The size of organizations that offer these services is also a source of issues regarding dependence. Like in the provision of conventional utilities and services, huge providers that deal with small consumers provide Cloud Computing services. As such, in most cases, the consumer must depend with the provider due to the difficulty in changing the large providers. In that regard, conventional services are regulated considering the range of functionality such as coverage and compulsory functions, reliability, pricing, provider’s liability, and pricing, among other factors. On the other hand, Cloud Computing indicates a pattern that suggest Information and Communication Technology security is not necessarily a technical matter but an issue that involves organizations and individuals; hence, includes organizational and human aspects; for instance, contracting, management, and legal enforcement (Microsoft, 2010).

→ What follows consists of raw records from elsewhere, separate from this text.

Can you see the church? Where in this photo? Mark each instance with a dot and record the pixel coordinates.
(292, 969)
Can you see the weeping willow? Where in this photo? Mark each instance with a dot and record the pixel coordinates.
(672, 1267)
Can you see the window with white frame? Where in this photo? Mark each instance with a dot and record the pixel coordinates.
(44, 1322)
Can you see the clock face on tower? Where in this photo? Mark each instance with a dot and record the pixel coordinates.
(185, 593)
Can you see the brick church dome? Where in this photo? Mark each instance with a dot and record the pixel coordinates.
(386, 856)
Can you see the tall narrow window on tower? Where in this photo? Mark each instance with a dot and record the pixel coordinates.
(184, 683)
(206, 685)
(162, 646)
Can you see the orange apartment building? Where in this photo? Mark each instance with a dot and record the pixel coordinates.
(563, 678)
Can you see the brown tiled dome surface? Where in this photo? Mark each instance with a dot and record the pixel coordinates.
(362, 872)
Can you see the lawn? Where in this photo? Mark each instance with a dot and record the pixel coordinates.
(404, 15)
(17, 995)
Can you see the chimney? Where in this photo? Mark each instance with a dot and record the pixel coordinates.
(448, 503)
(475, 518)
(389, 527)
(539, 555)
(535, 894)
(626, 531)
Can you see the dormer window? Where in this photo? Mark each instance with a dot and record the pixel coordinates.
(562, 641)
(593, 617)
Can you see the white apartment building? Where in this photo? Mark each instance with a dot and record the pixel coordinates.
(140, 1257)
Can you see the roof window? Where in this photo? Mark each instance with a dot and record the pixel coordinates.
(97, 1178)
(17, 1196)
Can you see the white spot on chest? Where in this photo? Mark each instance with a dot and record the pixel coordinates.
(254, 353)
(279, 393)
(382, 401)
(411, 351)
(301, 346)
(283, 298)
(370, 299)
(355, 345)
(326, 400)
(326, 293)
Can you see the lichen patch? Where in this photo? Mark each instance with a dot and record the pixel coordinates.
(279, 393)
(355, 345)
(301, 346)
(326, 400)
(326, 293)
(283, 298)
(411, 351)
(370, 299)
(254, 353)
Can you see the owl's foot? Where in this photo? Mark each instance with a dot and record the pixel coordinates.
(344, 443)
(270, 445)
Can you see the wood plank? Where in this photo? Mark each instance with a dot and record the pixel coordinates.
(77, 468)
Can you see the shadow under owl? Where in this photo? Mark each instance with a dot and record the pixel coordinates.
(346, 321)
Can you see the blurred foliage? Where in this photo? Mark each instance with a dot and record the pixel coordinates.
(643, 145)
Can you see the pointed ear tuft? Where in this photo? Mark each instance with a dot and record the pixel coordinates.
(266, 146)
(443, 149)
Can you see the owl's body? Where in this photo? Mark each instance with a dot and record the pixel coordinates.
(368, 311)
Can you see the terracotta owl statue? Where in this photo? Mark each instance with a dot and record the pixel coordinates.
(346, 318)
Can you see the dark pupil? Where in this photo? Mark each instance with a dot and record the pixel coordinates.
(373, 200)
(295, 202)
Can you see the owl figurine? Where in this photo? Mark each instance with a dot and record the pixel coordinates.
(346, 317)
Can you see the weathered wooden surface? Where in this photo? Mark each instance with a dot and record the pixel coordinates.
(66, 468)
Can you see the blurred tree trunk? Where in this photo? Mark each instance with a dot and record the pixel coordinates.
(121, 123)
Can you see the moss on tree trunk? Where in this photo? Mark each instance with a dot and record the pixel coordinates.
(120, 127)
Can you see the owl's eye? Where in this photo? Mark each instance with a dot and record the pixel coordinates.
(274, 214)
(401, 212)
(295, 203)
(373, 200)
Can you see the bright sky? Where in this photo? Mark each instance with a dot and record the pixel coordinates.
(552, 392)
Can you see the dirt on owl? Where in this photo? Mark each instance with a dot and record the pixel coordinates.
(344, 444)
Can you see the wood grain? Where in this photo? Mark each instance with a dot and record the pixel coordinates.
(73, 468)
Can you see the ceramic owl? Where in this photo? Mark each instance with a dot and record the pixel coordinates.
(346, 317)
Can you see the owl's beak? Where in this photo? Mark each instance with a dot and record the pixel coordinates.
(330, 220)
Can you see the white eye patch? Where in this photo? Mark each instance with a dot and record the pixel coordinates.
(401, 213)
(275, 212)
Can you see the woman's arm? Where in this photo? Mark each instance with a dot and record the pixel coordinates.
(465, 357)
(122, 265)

The following recommendations should be considered while addressing security and privacy issues in Cloud Computing:
- The contract between the customer and the provider must adequately define legal compliance and risk management issues as well as enhance transparency as concerns data storage and processing. Such a contract can successfully strengthen the trust between the customer and the provider
- The service offered should satisfy the legislation and regulation requirement of the customer as well as enable the consumer to comply with the particular rule.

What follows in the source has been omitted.